Нужно было сомневаться. Как-то сразу не сообразил, что в Российской Федерации начала двадцать первого века не в ходу вытертые чешуйки из потемневшего низкопробного серебра, и желтеющие среди них немногочисленные золотые монеты. И те и другие вызовут интерес разве что у нумизматов и антикваров, да и то если повезёт выйти на честного, что само по себе сравни фантастике.

– Там самоцветы ещё, – Дионисий разгрёб причудливое разнообразие серебряных чешуек. – И жемчуг речной.

В камнях Самарин не разбирался вообще, но здравый смысл подсказывал не связываться с драгоценностями сомнительной стоимости. Жемчуг этот можно просто выбросить, а с остальным… Или наживёшь неприятности на пятую точку, или станешь посмешищем с грубо обработанными стекляшками. Или всё вместе одновременно, что Андрея Михайловича не устраивало ещё больше.

Он поднял голову, молча уставился на люстру, и надолго замолчал.

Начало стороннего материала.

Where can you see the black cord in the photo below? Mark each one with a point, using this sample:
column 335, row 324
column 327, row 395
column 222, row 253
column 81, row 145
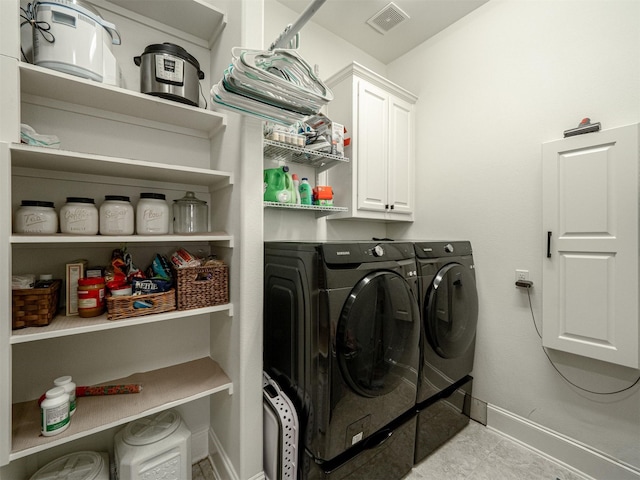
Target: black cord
column 560, row 373
column 29, row 16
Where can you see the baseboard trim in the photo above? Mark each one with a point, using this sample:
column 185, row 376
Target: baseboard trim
column 222, row 465
column 558, row 447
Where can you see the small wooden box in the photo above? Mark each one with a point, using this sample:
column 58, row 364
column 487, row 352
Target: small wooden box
column 199, row 287
column 35, row 307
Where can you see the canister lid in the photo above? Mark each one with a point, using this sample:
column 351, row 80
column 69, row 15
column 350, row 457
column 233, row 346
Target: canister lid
column 190, row 197
column 156, row 196
column 119, row 198
column 151, row 429
column 75, row 466
column 36, row 203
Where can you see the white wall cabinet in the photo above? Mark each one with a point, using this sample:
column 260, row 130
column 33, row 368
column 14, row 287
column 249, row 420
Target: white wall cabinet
column 379, row 183
column 590, row 270
column 119, row 141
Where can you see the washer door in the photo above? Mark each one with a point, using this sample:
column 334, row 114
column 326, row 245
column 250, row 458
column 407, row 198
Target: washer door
column 451, row 311
column 377, row 333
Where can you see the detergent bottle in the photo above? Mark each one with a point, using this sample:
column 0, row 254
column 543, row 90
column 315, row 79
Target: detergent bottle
column 278, row 185
column 305, row 192
column 296, row 187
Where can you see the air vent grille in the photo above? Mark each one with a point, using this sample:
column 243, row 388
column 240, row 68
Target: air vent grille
column 388, row 18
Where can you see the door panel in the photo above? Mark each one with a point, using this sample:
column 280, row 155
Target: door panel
column 590, row 204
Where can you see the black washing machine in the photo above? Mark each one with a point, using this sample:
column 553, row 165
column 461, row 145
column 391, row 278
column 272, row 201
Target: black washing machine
column 341, row 338
column 449, row 311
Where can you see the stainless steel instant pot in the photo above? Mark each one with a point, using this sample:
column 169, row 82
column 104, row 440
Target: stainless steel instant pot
column 169, row 71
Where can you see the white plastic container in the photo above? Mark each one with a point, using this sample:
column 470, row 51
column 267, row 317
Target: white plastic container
column 154, row 448
column 79, row 216
column 35, row 217
column 70, row 387
column 76, row 466
column 152, row 214
column 54, row 412
column 116, row 216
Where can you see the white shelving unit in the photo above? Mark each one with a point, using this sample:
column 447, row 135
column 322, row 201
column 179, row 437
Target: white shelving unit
column 185, row 379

Дионисий с Ефимом проследили за взглядом и одновременно огорчённо вздохнули. Нашли кому предлагать самоцветы… За ту красоту, что на потолке висит, можно купить половину Москвы или Владимир вместе с Суздалем в придачу. Дивной красоты каменья искрятся множеством граней в белом свете явно волшебного происхождения шаров размером с детский кулачок.

– И много вам нужно? – Наконец-то оторвался от созерцания китайского ширпотреба Самарин.

– А сколько есть? – торопливый Ефим получил подзатыльник от старшего товарища и поправился. – А на сколько этого серебра хватит?

Андрей Михайлович решительно захлопнул крышку сундучка:

– С утра что-нибудь наберу в подарок. А в следующий раз договоримся.


Утром Дионисий с горящими глазами смотрел на всё увеличивающуюся кучу разнообразного металлического хлама. Обрезки водопроводных труб, слегка погнутый пожарный багор, куски строительной арматуры, двухметровая рельса от узкоколейки, неведомыми путями попавшая в Любимовку, велосипедная рама без руля, сиденья, педалей, но с передним колесом. А боярин Андрей Михайлович выносил из сарая новые и новые сокровища, заодно называя их и объясняя назначение. Ничего не понятно, но звучит чарующим пением херувимов господних.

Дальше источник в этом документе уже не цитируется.